‘Diamonds’ brought him death

May 13, 2014 11:38 am | Updated June 12, 2016 08:04 pm IST - Thiruvananthapuram:

‘Diamonds’ brought Hari Hara Varma his death. On December 24, 2012, five men strangulated the 60-year-old self-styled royal and gemstone dealer for his precious stones at a house in the city.

The accused would soon learn that the stones they murdered Varma for were anything but the precious diamonds they deemed the royal hoard to be.

Out of the 3,647 stones the police retrieved from the accused, as many as 341 were manmade and the rest of doubtful value.

The plunder also included three figurines of Lord Ganesha and a piece of stone, all of negligible worth.

The accused, all youth with no previous police record, seemed dismayed when they heard the guilty verdict. Their parents, who were in the court room, were in tears. The police had ensured that their case withstood legal scrutiny by piecing together an assemblage of dialled numbers (after painstakingly analysing the mobile phone usage pattern of the accused and the victim) to establish a forensic “link chart” connecting the accused to the crime.

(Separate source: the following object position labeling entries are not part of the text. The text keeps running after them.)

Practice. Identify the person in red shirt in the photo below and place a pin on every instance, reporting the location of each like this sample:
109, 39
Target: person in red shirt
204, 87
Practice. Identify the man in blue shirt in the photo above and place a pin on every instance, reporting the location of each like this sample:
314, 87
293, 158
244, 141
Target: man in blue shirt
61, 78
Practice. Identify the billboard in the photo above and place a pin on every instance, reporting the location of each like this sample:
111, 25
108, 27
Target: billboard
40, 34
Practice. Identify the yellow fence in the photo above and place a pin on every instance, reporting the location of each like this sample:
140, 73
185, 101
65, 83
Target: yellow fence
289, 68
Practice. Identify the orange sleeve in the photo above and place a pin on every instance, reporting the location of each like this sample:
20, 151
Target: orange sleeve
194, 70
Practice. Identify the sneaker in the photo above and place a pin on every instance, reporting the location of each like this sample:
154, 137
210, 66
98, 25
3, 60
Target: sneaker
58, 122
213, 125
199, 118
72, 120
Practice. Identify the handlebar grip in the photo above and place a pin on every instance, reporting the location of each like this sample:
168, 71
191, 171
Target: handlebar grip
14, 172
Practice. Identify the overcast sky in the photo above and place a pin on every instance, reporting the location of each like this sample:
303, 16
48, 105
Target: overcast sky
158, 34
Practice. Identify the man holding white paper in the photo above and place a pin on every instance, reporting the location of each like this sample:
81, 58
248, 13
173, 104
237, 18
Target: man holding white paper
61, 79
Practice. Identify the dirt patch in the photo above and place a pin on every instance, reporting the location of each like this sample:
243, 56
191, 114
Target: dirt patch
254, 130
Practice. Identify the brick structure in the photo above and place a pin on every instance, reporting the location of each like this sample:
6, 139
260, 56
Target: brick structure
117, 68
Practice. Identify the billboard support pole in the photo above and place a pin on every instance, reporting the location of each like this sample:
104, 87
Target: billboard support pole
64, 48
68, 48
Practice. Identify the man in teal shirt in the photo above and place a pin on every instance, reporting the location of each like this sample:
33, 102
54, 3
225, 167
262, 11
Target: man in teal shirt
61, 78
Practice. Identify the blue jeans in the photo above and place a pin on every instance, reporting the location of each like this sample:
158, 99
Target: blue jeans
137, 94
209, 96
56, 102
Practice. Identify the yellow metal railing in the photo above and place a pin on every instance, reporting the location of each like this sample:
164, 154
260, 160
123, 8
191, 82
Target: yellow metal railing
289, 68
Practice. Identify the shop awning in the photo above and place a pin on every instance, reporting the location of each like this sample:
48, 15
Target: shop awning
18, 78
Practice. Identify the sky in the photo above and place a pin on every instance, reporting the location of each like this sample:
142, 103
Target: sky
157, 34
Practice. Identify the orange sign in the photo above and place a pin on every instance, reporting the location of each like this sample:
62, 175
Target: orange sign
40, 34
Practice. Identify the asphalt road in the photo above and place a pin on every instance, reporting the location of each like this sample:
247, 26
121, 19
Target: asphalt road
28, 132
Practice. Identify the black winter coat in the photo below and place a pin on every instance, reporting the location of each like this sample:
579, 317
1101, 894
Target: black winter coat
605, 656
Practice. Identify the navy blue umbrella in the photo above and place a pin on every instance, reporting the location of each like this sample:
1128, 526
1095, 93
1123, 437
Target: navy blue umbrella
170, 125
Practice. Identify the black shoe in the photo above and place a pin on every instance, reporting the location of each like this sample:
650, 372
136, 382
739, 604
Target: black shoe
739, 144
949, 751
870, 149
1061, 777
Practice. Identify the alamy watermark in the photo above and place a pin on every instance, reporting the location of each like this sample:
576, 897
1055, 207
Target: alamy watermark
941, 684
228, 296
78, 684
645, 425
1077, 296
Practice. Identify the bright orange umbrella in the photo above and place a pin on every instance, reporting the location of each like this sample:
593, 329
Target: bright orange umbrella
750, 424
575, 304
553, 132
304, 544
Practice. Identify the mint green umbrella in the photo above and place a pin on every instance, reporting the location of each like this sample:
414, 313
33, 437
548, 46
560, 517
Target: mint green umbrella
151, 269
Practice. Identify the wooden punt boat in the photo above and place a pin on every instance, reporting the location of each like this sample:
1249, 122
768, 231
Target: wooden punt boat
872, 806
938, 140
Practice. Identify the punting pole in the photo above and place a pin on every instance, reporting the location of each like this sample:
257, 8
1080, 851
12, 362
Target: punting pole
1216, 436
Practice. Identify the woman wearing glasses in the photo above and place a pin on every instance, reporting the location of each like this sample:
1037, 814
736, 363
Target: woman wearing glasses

Varma’s wife was present at the sentencing. A matrimonial advertisement had brought the couple together in 2010.

A police investigator said Varma’s past seemed as dubious as the value of the gem stones he hoarded. The “royal family” he claimed to belong to declared him a pretender after his death.

His wife had been unable to shed any meaningful light on Varma’s past and had little knowledge of his relatives or sources of income, the police said. Investigators said a school-leaving certificate found among Varma’s possessions showed that he had passed out of Sri Gujarati Vidyalaya at Mattanchery in 1968.

The late T.P. Mathew, father of former Finance Minister T.M. Thomas Isaac, was the school principal at the time and his signature did not match the one on Varma’s SSLC certificate. For the police, the true identity of Varma and his past are likely to remain unsolved mysteries for a long time.